Museo Archeologico di Crotone chiuso in estate, Corigliano: «È una ferita per la città»

L'ex assessore alla Cultura chiede una riapertura nel più breve tempo possibile e sollecita istituzioni e Ministero a valorizzare il patrimonio archeologico cittadino

A cura di Redazione
27 luglio 2026 20:15
Museo Archeologico di Crotone chiuso in estate, Corigliano: «È una ferita per la città» - Foto Redazione
Foto Redazione
Condividi

Crotone – La chiusura del Museo Archeologico Nazionale di Crotone nel pieno della stagione estiva continua ad alimentare il dibattito cittadino. A intervenire è Nicola Corigliano, già assessore alla Cultura del Comune di Crotone, che esprime forte preoccupazione per quella che definisce una situazione «paradossale» per un territorio che punta sul turismo e sulla valorizzazione del proprio patrimonio storico e archeologico.

Secondo Corigliano, il malcontento della comunità è ormai evidente e la chiusura del museo rappresenta «una ferita per la città», perché priva residenti e visitatori di uno dei principali attrattori culturali proprio nel periodo di maggiore afflusso turistico.

L'ex assessore sottolinea come il museo costituisca un presidio culturale, economico e sociale di primaria importanza, ricordando che la fruizione dei beni culturali pubblici è qualificata dalla normativa nazionale come servizio pubblico e rientra tra i livelli essenziali delle prestazioni garantite ai cittadini.

Pur riconoscendo che le ragioni dei lavori di ristrutturazione possano essere legittime, Corigliano evidenzia la necessità che interventi di questo tipo siano programmati con la massima attenzione, così da prevenire ritardi, varianti in corso d'opera o imprevisti che possano compromettere i tempi di riapertura.

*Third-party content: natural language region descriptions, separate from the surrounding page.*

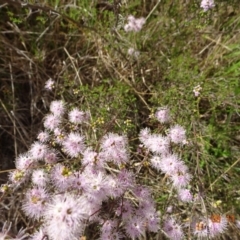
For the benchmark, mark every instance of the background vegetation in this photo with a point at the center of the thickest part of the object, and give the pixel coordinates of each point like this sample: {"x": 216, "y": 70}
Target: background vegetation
{"x": 82, "y": 46}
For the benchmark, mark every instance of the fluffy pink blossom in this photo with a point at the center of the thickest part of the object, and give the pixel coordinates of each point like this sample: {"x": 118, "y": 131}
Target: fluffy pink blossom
{"x": 24, "y": 161}
{"x": 172, "y": 229}
{"x": 39, "y": 235}
{"x": 18, "y": 177}
{"x": 94, "y": 185}
{"x": 157, "y": 144}
{"x": 51, "y": 156}
{"x": 170, "y": 164}
{"x": 196, "y": 90}
{"x": 144, "y": 135}
{"x": 38, "y": 150}
{"x": 40, "y": 177}
{"x": 77, "y": 117}
{"x": 177, "y": 134}
{"x": 185, "y": 195}
{"x": 73, "y": 144}
{"x": 114, "y": 148}
{"x": 134, "y": 24}
{"x": 207, "y": 4}
{"x": 163, "y": 115}
{"x": 134, "y": 53}
{"x": 43, "y": 137}
{"x": 217, "y": 226}
{"x": 62, "y": 177}
{"x": 57, "y": 108}
{"x": 49, "y": 85}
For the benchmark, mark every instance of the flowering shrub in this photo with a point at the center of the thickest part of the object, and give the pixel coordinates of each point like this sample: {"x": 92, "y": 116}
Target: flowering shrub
{"x": 69, "y": 185}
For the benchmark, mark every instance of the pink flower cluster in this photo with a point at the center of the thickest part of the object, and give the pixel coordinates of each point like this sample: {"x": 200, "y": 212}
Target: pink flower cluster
{"x": 207, "y": 4}
{"x": 134, "y": 24}
{"x": 70, "y": 185}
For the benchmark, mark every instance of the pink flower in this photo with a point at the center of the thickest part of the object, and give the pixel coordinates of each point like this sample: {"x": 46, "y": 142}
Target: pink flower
{"x": 49, "y": 85}
{"x": 163, "y": 115}
{"x": 170, "y": 164}
{"x": 144, "y": 135}
{"x": 57, "y": 108}
{"x": 73, "y": 144}
{"x": 18, "y": 176}
{"x": 43, "y": 137}
{"x": 94, "y": 185}
{"x": 157, "y": 144}
{"x": 185, "y": 195}
{"x": 134, "y": 53}
{"x": 24, "y": 161}
{"x": 39, "y": 235}
{"x": 177, "y": 134}
{"x": 38, "y": 150}
{"x": 51, "y": 156}
{"x": 114, "y": 148}
{"x": 64, "y": 217}
{"x": 134, "y": 24}
{"x": 207, "y": 4}
{"x": 62, "y": 177}
{"x": 172, "y": 229}
{"x": 40, "y": 177}
{"x": 217, "y": 225}
{"x": 77, "y": 117}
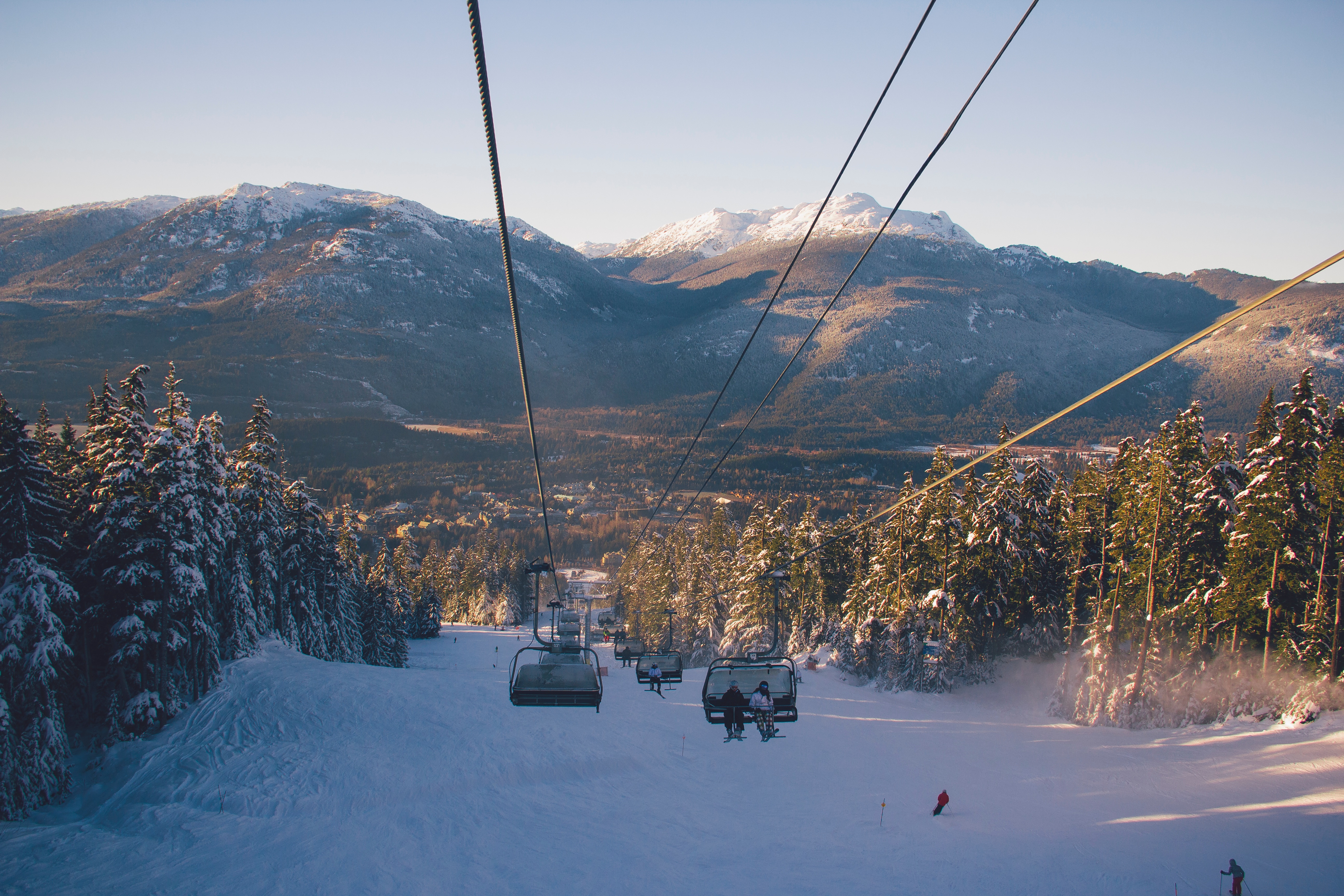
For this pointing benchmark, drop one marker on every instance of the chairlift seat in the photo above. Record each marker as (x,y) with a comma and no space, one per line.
(669,663)
(636,649)
(780,672)
(556,680)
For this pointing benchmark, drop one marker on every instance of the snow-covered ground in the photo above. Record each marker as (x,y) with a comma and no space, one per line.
(304,777)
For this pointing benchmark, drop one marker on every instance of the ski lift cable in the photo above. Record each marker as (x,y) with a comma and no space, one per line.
(483,80)
(855,271)
(797,253)
(1174,350)
(1213,328)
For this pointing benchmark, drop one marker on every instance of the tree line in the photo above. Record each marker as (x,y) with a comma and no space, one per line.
(1186,579)
(140,557)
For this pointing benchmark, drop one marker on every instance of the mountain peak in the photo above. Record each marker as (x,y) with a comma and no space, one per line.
(720,230)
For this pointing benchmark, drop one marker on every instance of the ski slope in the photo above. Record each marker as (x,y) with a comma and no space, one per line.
(306,777)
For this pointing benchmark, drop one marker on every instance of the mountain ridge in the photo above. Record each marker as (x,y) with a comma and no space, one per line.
(338,302)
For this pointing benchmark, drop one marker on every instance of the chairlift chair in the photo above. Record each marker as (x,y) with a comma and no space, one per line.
(565,675)
(669,663)
(751,671)
(557,679)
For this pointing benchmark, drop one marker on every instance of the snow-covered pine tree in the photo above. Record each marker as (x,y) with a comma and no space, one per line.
(1319,639)
(177,546)
(304,582)
(448,584)
(992,592)
(34,593)
(1044,609)
(124,561)
(351,598)
(258,494)
(382,624)
(216,543)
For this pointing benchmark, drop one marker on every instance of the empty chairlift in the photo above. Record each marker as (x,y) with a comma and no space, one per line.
(554,674)
(667,660)
(667,663)
(777,671)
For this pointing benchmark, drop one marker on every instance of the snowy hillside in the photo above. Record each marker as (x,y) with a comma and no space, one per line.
(142,207)
(307,777)
(718,230)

Nel suo intervento richiama anche un paragone con i grandi musei nazionali, osservando che una prolungata chiusura degli Uffizi di Firenze avrebbe probabilmente provocato una vasta mobilitazione istituzionale e mediatica. A suo avviso, la stessa attenzione dovrebbe essere riservata anche ai musei dei territori periferici, poiché il loro ruolo nella crescita culturale e nello sviluppo economico delle comunità è altrettanto fondamentale.

Corigliano auspica quindi che il Museo Archeologico Nazionale di Crotone possa riaprire nel più breve tempo possibile e diventare il fulcro di iniziative culturali di respiro nazionale e internazionale. In particolare richiama il valore dei reperti simbolo del territorio, come il celebre diadema attualmente esposto al Museo dell'Acropoli di Atene, auspicando che in futuro possano essere protagonisti di grandi eventi organizzati direttamente nella città di Crotone.

Infine invita l'Amministrazione comunale a mantenere alta l'attenzione nei confronti del Ministero della Cultura, affinché il patrimonio identitario del territorio venga valorizzato in loco attraverso progetti capaci di inserire Crotone nei principali circuiti turistici e culturali internazionali. Un obiettivo che, ricorda Corigliano, è in linea con quanto più volte sostenuto dal sindaco Vincenzo Voce, che ha indicato cultura e turismo come motori strategici per lo sviluppo della città.